The court’s spokesman, Mário Pivarči, confirmed that another session will follow the next day, and the remaining four will take place in October.
The judge let the charge, containing 58 pages, be translated into Hungarian, as she was ordered to do so by the General Prosecutor’s Office, after the District Court in Nitra last December refused the charge for a violation of her right to plea/defense; the GPO failed to secure the translation of the charge into Hungarian – which is Žáková's mother tongue and since 2013 she has been a Hungarian citizen. The appellate court at a closed session in February overturned the fist-instance court’s ruling about refusing the charge of perjury and returned this matter to the district court for further proceeding, the Sme daily wrote on July 23.

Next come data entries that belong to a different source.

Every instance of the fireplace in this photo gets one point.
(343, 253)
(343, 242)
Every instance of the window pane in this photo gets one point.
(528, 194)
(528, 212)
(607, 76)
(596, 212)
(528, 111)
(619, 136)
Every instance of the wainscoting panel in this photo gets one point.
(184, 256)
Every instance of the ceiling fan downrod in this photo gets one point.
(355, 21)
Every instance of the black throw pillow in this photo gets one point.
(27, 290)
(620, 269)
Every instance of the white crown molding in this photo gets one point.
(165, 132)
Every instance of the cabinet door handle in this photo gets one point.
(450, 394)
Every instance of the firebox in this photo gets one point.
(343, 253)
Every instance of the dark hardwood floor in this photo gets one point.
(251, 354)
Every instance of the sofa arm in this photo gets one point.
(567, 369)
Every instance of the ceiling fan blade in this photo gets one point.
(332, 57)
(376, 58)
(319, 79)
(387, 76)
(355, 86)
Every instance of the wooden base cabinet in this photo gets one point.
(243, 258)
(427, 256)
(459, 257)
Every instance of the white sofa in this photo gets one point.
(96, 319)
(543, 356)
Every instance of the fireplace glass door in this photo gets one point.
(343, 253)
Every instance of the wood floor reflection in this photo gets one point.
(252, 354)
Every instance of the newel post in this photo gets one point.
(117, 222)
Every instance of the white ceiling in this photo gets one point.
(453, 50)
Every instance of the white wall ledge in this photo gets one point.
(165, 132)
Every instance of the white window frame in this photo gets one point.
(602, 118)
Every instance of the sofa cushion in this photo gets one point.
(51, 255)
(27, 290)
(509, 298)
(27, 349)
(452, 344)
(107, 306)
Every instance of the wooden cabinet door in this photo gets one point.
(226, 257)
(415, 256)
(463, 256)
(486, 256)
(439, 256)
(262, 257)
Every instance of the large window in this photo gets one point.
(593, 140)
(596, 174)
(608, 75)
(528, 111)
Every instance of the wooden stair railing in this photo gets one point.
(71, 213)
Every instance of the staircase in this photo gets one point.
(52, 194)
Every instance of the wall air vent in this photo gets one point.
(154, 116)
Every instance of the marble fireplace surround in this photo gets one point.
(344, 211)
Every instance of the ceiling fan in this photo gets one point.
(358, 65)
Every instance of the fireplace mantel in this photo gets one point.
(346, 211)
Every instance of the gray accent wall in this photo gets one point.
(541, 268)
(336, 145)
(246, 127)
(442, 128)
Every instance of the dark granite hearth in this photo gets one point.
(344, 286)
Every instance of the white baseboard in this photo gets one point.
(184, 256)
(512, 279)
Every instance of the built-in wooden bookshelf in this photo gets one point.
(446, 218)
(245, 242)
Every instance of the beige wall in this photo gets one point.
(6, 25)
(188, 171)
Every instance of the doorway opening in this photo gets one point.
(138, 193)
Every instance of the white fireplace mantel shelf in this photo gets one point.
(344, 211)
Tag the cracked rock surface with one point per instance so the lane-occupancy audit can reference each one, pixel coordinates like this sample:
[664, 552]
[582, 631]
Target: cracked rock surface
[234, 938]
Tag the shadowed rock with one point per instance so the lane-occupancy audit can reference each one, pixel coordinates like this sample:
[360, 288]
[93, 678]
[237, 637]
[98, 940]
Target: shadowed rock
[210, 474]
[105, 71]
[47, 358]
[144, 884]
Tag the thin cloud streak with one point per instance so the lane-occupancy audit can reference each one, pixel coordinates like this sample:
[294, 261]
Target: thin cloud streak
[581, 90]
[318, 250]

Žáková (who formerly went by the surname Malinová but has since married) is an ethnic Hungarian who reported to have been attacked in August 2006 after two men overheard her speaking Hungarian on the phone. Some men were investigated in connection with this incident, but not prosecuted, and the police closed the case in September 2006, concluding that the attack did not take place at all; rather, it was determined that Žáková should be charged with perjury and she was charged in early April 2014.
Setting the date of the proceeding cannot be understood as a sign of justice, but rather as a sign of her further victimisation by the state, her lawyer, Roman Kvasnica, said. Žáková, who has not received the official charge, is due to deliver her third child in the coming days.